La “Bibbia in Musica”. Convegno a ricordo del musicista e compositore veronese Dionigio Canestrari (1865-1933).
di admin. Sono seguite le importanti musiche, composte del celebrato, Dionigio Canestrari, dal titolo: ”Dante in musica”. Erano presenti all’importante evento, il sindaco Flavio Tosi, il vescovo di Verona, mons. Giuseppe Zenti, il parroco di SS. Apostoli, mons. Ezio Falavegna, Fiorenza Canestrari, pronipote de musicista Canestrari, e mons. Giancarlo Grandis, che ha introdotto le composizioni, poi, esibite.
Dionigio Canestrari (1865-1933), musicista e compositore, nacque a S. Martino Buon Albergo, Verona. Fin da giovane mostrò grandissimo interesse per la musica, tanto che, dopo gli studi di pianoforte ed organo a Verona, si iscrisse al Liceo Musicale di Pesaro, dove ottenne il Diploma di Magistero, sotto la guida del Maestro Mascagni.
Suonò in particolare a Soave, dove fu titolare dell’organo "Trice", lo strumento che, nel 1899, richiamò i più famosi musicisti italiani a discutere sulle sorti della musica sacra. Canestrari compose importanti pezzi per organo ed armonio, oltre a numerose ‘messe’.

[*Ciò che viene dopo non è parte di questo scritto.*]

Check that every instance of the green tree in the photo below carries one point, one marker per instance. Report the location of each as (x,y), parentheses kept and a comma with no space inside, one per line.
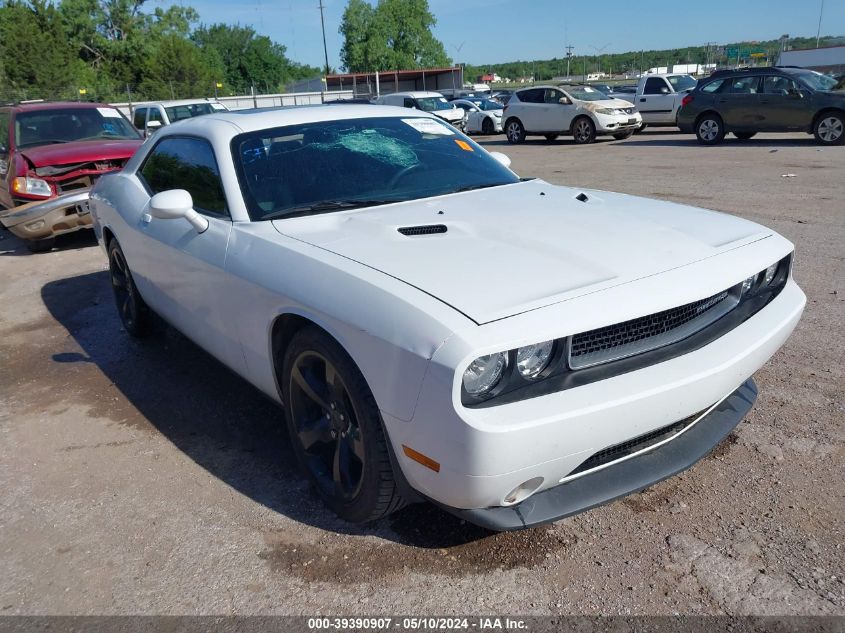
(394,35)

Fu molto noto anche all’estero: infatti, partecipò a prestigiosi concorsi e vinse premi internazionali, come un primo premio a Nantes, in Francia nel 1922, per una messa a due voci – primo tra 1200 concorrenti , e per il concorso bandistico, promosso dalla "Revue des Maîtres". Egli musicò anche i canti della Divina Commedia, quali l’VIII, il XI del Purgatorio ed il XXXIII del Paradiso. Le sue messe solenni ed altra musica sacra vengono suonati, ancora oggi, in varie parti del mondo.
La musica è lingua universale, frutto dello spirito, modellata dal genio, che la trasforma in alta cultura e in storia, quale è quella, fra le altre, di Dionigio Canestrari, che con le sue composizioni, ha onorato ed onora Verona.